Law firm ENS Africa says competition policy and law can be used as a tool for economic regulation, as is demonstrated by the preva- lence of competition legislation in many jurisdictions.
ENS Africa antitrust/competition executive Lizel Blignaut notes that a few decades ago, competition laws featured mainly in developed countries, but they are fast becoming a regular feature of the regulatory landscape in developing countries, such as African countries, which have started to harness competition law as part of an overarching approach to further develop and ensure regulation of their economies.
Blignaut adds that competition law integration is also evident in developing countries, owing to the recent enforcement of the Common Market for Eastern and Southern Africa (Comesa) Regulations, which regulate mergers and anticompetitive conduct in the Comesa member States.
The South African Competition Act, No 89 of 1998 as amended, applies to all economic activity within, or that has effect within, South Africa. In this regard, South African competition laws apply to all South African firms and international firms doing business in, or whose business activities have an effect on, the South African economy.
South African firms that do business outside South Africa are subject to the rules and regulations of those jurisdictions in which they are active or where their activities have economic effect.
Blignaut also notes that South Africa’s Competition Act is in line with international competition laws.
She states that the overhaul of the competition law and policy framework in the late 1990s afforded policymakers the opportunity to develop a “best of breed” framework.
“The Competition Act is considered to be fairly sophisticated and the South African competition authorities are highly regarded in international competition circles,” she observes.
However, Blignaut notes that, while there is a strong common thread linking the competition laws of various jurisdictions, with free markets underpinning these laws, there are differences in the broader objectives that each of these competition regimes seeks to achieve. These differences are mainly emphasised when dealing with public-interest issues.
She explains that developed and developing countries have different public-interest agendas that account for the variance in focus and approach to the application of competition laws. “In South Africa, the public-interest objectives strive to promote employment, ensure that small and medium-sized enterprises have an equitable opportunity to participate in the economy, increase the ownership stake of historically disadvantaged persons and expand opportunities for South Africa’s participation in world markets.”
In contrast, the European Union’s public- interest objectives focus on reducing trade barriers and creating a single currency and market.

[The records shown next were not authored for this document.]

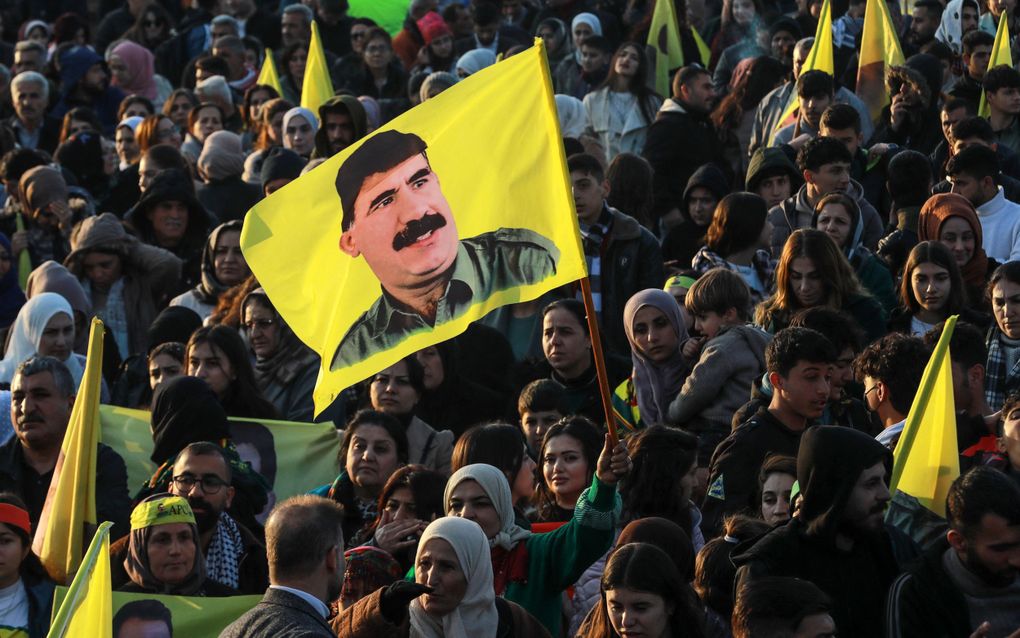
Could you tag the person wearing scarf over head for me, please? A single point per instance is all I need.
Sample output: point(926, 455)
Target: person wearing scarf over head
point(164, 555)
point(951, 218)
point(534, 570)
point(656, 330)
point(186, 410)
point(286, 369)
point(452, 595)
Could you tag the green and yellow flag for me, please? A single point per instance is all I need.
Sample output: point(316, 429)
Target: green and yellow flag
point(820, 58)
point(664, 37)
point(268, 75)
point(879, 51)
point(1001, 54)
point(316, 87)
point(87, 608)
point(69, 513)
point(406, 237)
point(926, 459)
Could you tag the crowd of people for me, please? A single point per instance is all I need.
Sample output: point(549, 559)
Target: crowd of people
point(768, 293)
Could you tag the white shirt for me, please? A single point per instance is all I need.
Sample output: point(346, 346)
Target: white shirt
point(307, 597)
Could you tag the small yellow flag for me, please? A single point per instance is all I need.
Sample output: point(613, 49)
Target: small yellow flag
point(820, 58)
point(879, 51)
point(926, 458)
point(316, 87)
point(69, 513)
point(268, 75)
point(664, 37)
point(1001, 54)
point(87, 609)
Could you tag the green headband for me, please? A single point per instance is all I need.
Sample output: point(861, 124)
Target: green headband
point(161, 511)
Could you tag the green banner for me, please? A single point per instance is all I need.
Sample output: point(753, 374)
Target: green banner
point(389, 14)
point(294, 457)
point(192, 617)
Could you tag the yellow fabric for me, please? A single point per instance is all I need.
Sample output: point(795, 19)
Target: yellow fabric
point(664, 37)
point(489, 186)
point(161, 511)
point(316, 87)
point(879, 50)
point(820, 58)
point(88, 607)
point(69, 513)
point(926, 459)
point(268, 74)
point(1001, 54)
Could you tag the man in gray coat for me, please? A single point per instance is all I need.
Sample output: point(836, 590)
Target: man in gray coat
point(305, 544)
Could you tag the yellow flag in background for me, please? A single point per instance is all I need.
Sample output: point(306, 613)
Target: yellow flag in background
point(926, 459)
point(88, 607)
point(879, 50)
point(268, 75)
point(69, 513)
point(458, 206)
point(1001, 54)
point(664, 37)
point(316, 87)
point(820, 58)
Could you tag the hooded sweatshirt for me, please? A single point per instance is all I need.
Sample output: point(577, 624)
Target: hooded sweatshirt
point(829, 462)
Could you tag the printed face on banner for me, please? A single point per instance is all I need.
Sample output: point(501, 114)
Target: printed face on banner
point(400, 241)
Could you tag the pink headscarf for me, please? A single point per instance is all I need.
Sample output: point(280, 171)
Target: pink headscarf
point(139, 61)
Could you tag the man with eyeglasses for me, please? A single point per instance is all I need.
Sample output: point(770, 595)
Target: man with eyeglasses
point(234, 555)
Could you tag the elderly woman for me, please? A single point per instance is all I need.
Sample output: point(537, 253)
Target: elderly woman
point(452, 594)
point(164, 555)
point(286, 369)
point(220, 165)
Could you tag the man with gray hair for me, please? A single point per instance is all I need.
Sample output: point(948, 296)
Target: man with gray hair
point(304, 540)
point(42, 395)
point(31, 92)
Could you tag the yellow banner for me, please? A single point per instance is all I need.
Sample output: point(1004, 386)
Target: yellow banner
point(294, 457)
point(457, 207)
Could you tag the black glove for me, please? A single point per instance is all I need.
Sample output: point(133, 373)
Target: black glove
point(396, 597)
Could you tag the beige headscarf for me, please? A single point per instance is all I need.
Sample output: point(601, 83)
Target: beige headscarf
point(475, 616)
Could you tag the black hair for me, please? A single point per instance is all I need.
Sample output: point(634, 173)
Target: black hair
point(814, 84)
point(793, 345)
point(588, 164)
point(840, 117)
point(898, 360)
point(820, 151)
point(974, 161)
point(147, 609)
point(378, 153)
point(908, 178)
point(1002, 77)
point(839, 328)
point(981, 491)
point(973, 128)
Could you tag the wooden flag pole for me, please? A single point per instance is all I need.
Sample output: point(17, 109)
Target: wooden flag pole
point(600, 361)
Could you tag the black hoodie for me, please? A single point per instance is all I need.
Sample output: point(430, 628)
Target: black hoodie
point(829, 461)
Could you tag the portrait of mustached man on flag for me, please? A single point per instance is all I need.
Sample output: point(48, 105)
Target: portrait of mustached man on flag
point(452, 209)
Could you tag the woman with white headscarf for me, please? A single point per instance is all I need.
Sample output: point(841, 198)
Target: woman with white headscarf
point(530, 569)
point(45, 326)
point(452, 595)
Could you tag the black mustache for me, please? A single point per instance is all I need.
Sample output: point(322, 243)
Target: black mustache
point(416, 228)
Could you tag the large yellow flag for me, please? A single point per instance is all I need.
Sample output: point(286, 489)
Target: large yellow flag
point(87, 609)
point(664, 37)
point(820, 58)
point(879, 50)
point(1001, 54)
point(926, 459)
point(316, 87)
point(268, 75)
point(458, 206)
point(69, 513)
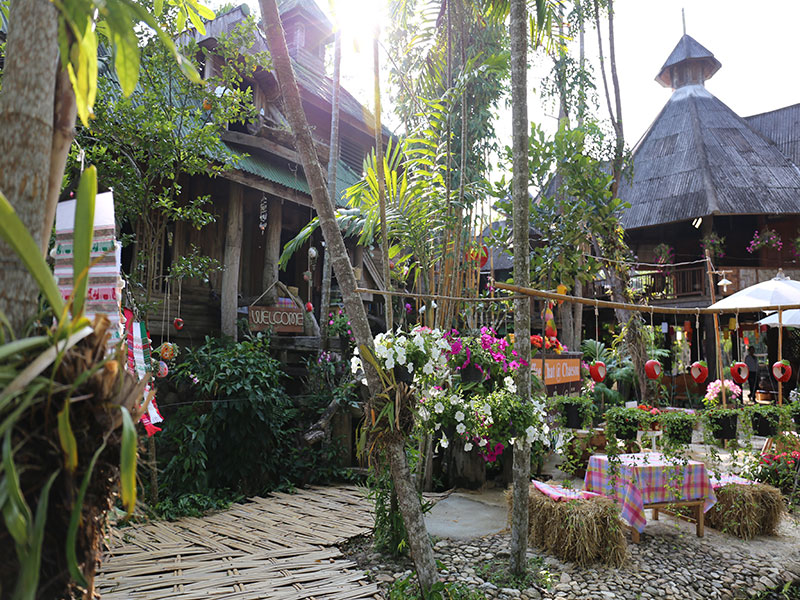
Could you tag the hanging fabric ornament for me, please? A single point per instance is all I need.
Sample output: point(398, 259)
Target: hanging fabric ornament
point(652, 368)
point(549, 321)
point(739, 372)
point(163, 369)
point(699, 371)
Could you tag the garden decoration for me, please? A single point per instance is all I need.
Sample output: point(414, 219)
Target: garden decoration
point(652, 368)
point(739, 372)
point(782, 370)
point(699, 371)
point(597, 370)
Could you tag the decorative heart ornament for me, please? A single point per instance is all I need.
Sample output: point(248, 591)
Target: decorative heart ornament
point(699, 371)
point(782, 370)
point(597, 370)
point(652, 368)
point(739, 372)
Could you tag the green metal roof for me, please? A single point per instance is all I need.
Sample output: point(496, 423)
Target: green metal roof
point(288, 174)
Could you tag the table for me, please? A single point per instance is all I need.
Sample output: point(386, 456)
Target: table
point(652, 480)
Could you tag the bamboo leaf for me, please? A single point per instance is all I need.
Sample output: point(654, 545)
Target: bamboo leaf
point(128, 462)
point(84, 229)
point(17, 236)
point(67, 438)
point(74, 521)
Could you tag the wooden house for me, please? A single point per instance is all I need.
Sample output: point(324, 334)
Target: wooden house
point(262, 200)
point(703, 176)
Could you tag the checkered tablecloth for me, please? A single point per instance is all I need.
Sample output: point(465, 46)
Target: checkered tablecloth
point(648, 478)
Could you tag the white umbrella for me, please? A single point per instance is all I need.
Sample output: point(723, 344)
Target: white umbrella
point(778, 290)
point(791, 318)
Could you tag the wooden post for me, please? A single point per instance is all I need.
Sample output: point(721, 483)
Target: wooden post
point(720, 372)
point(232, 258)
point(272, 249)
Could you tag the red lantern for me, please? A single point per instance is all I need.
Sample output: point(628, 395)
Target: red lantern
point(653, 369)
point(597, 370)
point(699, 371)
point(782, 370)
point(739, 372)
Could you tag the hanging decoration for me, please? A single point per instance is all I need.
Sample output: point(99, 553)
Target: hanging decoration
point(782, 370)
point(739, 372)
point(699, 371)
point(597, 370)
point(652, 368)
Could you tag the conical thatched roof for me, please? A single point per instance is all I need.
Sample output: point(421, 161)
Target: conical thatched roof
point(699, 158)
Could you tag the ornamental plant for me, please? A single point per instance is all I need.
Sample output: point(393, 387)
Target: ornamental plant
point(713, 395)
point(766, 238)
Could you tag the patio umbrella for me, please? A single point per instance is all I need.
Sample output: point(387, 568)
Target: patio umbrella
point(778, 290)
point(791, 318)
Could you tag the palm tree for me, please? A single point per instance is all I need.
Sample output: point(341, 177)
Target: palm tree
point(394, 445)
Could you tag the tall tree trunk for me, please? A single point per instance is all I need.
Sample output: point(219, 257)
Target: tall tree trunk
point(333, 160)
point(522, 308)
point(409, 502)
point(381, 176)
point(26, 140)
point(232, 258)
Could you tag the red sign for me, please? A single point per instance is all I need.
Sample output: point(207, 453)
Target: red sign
point(280, 319)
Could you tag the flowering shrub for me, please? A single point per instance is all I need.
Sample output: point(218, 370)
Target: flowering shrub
point(778, 470)
point(766, 238)
point(714, 392)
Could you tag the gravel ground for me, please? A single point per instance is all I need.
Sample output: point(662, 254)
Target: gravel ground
point(671, 563)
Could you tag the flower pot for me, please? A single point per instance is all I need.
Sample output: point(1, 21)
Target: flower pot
point(723, 426)
point(403, 375)
point(680, 433)
point(763, 426)
point(471, 373)
point(626, 431)
point(572, 415)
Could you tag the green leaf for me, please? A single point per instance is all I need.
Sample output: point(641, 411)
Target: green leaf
point(74, 520)
point(84, 230)
point(67, 438)
point(17, 236)
point(128, 462)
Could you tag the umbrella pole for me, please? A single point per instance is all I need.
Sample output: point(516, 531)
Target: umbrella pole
point(720, 373)
point(780, 353)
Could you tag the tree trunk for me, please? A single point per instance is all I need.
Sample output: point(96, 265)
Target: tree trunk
point(522, 308)
point(272, 250)
point(26, 123)
point(407, 496)
point(333, 160)
point(232, 258)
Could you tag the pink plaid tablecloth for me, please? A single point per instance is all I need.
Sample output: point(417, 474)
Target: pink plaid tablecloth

A feature of the South African arena is that its competition law enables government to participate in competition proceedings.
“While the Competition Commission is an independent body tasked with promoting fair competition and enhancing the competitiveness of South African markets, the commission, as a result of active participation by government in its processes, also has to balance the application and enforcement of competition law with industrial policy when performing its mandate,” explains Blignaut.
She says the competition authorities in South Africa are well positioned to continue fulfilling their mandate and building on their past successes. “After recent internal management disruptions within the commission, the appoint- ments of new acting commissioner Thembinkosi Bonakele and, subsequently, several key senior management officials, including a chief econo- mist, have restored some internal stability to the organisation.”
Other than the market inquiry into the private healthcare sector in South Africa, no other major shift in the focus of the Competition Commission’s work is expected. The commission’s stated objective is to focus its resources on markets and sectors where there is a greater degree of social impact, including supporting government’s economic development objectives, Blignaut explains.
“The commission must balance these broader policy objectives in assessing the matters brought before it. Its role in advocating for procompetitive behaviour and policies has also taken greater prominence and is expected to continue,” she states.
Blignaut says one of the challenges the commission faces is dealing with government’s expectation that it attend to several ills in the South African economy through competition policy, as some of these problems can be more effectively dealt with through direct sector regulation or industrial-policy measures.
To the extent that the Competition Act empowers the competition authorities to actively pursue public-interest objectives, the practice that sees merger matters carefully scrutinised for effects on the public interest – particularly on specific, vulnerable employees – will continue, she says.
Another challenge that the competition authorities face is balancing the use of resources against expected outcomes. An example of this was evident in the construction cartel case.
“Through a fast-track settlement process, construction firms involved in the cartel were issued with fines. This case had a widespread effect in that the construction cartel involved construction projects that comprised a significant portion of public and private infrastructure expenditure in South Africa.
“In light of the far-reaching impact of the cartel conduct, concerns have been raised that the administrative fines set by the commission have been relatively low,” says Blignaut.
“It would seem that the commission chose a pragmatic approach that was aimed at efficiently allocating its resources and effectively concluding its investigations,” she concludes.